Was war der Auslöser für den Vorfall?

  • Untätigkeit der Bundesregierung angesichts wachsender hybrider Bedrohungen
  • Unzureichende Beschäftigung mit großen Gefahren durch Russland für Sicherheit, Wohlstand und Freiheit
  • Spionage, Sabotage und massenhaftes Verbreiten von Desinformation als seit Langem an der Tagesordnung
  • Praktisch tägliche Angriffe Deutschlands
  • Angriff von Leipzig und neue Meldungen über weitreichende Einflussnahmeoperationen Russlands auf deutschem Boden
  • Versäumnisse vor allem des Innenministers wegen fehlender Entschlossenheit und Verweis auf andere
  • Unentschlossenheit und Hasenfüßigkeit der Bundesregierung gegenüber Putin
  • Irritation der Verbündeten und Partner, besonders skandinavische und baltische Staaten

Wie hat die Öffentlichkeit oder Politik reagiert?

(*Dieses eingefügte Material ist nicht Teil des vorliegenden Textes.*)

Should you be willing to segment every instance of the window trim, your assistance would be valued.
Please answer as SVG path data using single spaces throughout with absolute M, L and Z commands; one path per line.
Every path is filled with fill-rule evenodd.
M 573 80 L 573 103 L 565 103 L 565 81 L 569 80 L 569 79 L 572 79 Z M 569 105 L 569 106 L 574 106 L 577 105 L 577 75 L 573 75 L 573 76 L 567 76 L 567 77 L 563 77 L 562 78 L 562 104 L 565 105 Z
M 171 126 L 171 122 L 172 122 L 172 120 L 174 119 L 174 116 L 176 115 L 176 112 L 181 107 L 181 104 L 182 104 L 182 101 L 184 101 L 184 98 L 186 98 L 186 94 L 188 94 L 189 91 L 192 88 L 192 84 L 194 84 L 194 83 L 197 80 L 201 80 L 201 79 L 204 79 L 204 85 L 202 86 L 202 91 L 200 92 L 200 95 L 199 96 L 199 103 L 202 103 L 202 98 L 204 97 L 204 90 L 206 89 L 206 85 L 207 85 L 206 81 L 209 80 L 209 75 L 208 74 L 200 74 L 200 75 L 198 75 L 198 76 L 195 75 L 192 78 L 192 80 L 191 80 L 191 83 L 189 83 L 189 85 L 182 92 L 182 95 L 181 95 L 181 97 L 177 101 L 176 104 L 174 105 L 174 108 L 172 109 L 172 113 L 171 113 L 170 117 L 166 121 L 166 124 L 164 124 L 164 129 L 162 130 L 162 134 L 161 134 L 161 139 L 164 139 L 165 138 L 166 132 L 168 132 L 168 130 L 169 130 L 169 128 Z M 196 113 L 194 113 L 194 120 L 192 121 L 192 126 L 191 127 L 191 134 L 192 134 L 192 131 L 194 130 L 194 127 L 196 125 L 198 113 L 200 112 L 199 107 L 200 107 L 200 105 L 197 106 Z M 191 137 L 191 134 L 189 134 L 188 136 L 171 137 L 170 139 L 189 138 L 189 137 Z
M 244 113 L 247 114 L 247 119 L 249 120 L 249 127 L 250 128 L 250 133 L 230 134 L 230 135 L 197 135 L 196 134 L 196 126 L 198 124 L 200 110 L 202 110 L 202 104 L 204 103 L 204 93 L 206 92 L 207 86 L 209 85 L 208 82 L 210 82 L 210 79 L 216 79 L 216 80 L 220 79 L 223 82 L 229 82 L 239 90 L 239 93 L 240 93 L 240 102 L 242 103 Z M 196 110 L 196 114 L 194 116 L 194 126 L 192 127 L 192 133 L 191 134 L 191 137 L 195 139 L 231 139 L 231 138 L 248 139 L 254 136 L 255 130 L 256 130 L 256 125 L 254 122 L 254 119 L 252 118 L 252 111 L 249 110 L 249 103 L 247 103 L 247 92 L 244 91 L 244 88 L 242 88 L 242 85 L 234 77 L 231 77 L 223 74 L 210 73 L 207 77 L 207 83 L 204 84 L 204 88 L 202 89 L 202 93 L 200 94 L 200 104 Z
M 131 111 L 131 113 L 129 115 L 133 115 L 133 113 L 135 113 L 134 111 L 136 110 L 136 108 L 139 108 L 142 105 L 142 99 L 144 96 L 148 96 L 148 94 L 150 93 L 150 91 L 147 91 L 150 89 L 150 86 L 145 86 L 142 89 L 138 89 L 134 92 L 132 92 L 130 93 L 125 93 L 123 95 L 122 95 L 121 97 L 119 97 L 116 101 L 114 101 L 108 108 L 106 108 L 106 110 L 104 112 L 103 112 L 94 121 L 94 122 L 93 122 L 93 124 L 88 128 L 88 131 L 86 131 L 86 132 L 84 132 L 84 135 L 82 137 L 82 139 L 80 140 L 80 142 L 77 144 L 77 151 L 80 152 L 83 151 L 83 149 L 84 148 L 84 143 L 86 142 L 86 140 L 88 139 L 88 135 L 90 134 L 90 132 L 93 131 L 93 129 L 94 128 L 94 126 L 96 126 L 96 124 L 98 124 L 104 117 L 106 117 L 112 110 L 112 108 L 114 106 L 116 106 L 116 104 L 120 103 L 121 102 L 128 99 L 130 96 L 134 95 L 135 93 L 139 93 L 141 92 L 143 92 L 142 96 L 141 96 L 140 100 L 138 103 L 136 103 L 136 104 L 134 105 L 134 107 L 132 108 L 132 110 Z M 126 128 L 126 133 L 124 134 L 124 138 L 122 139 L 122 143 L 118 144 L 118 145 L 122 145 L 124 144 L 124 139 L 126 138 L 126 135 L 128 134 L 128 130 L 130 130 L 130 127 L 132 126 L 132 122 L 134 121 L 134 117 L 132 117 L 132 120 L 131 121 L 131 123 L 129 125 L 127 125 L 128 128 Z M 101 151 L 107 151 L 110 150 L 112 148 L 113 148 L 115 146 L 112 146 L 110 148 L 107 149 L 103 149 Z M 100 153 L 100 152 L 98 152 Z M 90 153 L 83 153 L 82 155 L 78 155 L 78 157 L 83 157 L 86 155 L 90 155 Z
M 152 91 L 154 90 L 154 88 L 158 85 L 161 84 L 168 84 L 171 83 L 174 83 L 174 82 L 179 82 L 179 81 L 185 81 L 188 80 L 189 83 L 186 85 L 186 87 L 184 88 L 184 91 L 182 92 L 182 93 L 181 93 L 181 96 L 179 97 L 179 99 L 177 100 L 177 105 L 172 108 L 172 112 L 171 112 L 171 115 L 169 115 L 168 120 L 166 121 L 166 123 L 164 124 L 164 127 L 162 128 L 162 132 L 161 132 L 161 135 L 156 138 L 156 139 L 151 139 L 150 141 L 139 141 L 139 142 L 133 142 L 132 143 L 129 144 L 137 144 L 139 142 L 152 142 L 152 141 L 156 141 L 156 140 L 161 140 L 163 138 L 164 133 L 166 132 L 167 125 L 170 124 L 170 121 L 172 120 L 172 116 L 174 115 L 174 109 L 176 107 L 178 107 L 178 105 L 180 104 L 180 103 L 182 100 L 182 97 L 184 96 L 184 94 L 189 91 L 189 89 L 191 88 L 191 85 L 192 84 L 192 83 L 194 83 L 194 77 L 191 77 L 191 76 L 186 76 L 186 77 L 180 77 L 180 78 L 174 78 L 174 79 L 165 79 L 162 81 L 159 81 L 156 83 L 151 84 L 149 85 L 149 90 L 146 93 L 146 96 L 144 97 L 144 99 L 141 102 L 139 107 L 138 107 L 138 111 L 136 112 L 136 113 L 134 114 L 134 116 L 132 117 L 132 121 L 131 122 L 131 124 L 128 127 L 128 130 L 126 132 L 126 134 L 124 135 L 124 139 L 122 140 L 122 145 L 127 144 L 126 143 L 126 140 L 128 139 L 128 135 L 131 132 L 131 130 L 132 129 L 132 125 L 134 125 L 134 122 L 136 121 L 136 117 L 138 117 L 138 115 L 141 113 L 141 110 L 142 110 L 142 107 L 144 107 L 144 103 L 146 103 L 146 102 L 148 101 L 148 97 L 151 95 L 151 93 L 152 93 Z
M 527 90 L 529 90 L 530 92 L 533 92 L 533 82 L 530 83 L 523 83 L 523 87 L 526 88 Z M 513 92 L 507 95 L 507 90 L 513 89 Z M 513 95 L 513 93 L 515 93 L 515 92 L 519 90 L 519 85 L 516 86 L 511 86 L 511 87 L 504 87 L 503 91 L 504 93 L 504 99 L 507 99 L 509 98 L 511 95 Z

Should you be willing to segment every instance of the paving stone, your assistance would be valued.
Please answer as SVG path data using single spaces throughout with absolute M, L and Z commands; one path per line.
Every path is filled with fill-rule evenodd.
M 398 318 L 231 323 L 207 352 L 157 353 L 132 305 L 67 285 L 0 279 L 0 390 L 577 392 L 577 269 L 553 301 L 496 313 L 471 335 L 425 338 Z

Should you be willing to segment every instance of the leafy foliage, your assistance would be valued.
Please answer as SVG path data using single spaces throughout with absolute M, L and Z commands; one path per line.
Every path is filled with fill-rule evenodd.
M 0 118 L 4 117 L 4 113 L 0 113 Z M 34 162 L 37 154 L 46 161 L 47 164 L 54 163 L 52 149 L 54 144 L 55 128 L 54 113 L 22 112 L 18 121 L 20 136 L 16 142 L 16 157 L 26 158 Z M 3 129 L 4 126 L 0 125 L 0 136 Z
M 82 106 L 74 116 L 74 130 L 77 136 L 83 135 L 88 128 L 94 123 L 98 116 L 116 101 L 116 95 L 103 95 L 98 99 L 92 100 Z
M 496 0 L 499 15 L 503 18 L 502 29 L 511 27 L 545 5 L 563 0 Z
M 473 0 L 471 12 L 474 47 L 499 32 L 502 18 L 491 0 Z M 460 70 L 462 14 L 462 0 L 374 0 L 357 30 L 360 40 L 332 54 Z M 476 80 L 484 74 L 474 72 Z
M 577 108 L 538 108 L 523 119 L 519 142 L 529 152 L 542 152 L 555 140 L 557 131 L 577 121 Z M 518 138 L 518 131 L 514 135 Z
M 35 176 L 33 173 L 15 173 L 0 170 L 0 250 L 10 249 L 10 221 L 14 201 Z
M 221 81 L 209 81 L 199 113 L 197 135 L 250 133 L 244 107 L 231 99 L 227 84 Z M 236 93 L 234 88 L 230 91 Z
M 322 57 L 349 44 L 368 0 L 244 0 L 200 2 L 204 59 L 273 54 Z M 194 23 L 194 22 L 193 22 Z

  • Konstantin von Notz wirft der Bundesregierung Untätigkeit vor
  • Er kritisiert die Reaktion als unzureichend und bezeichnet das Versäumnis als massives sicherheitspolitisches Problem
  • Er sagt, Verbündete und Partner seien wegen der Unentschlossenheit und Lethargie der Bundesregierung irritiert
  • Er behauptet, die öffentliche und politische Wahrnehmung werde durch neue Meldungen über russische Einflussnahmeoperationen verstärkt
  • Er fordert konkrete politische Taten und dass das Kanzleramt die Verantwortung übernimmt, um die Bedrohungslage anzugehen

Welche Konsequenzen werden genannt?

  • wachsender Sicherheitsrisiken für Deutschland
  • Einschränkung von Wohlstand und Freiheit
  • Zunahme von Spionage und Sabotage
  • massenhaftes Verbreiten von Desinformation
  • zunehmende Verunsicherung und Unsicherheit bei Verbündeten und Partnern
  • negative Auswirkungen auf die Zusammenarbeit mit skandinavischen und baltischen Staaten
  • Druck auf die Bundesregierung zu politischem Handeln
  • Bedarf an eng abgestimmten Maßnahmen mit Verbündeten
  • Erfordernis einer umfassenden Sicherheitsoffensive unter Führung des Kanzlers
  • Versäumnisse des Innenministers als Sicherheitsproblem

Gibt es bereits eine Stellungnahme?

Ja—Konstantin von Notz (Grüne) wird mit mehreren direkten Zitaten und einer Reaktion („sagte er der ‚Rheinischen Post‘…“).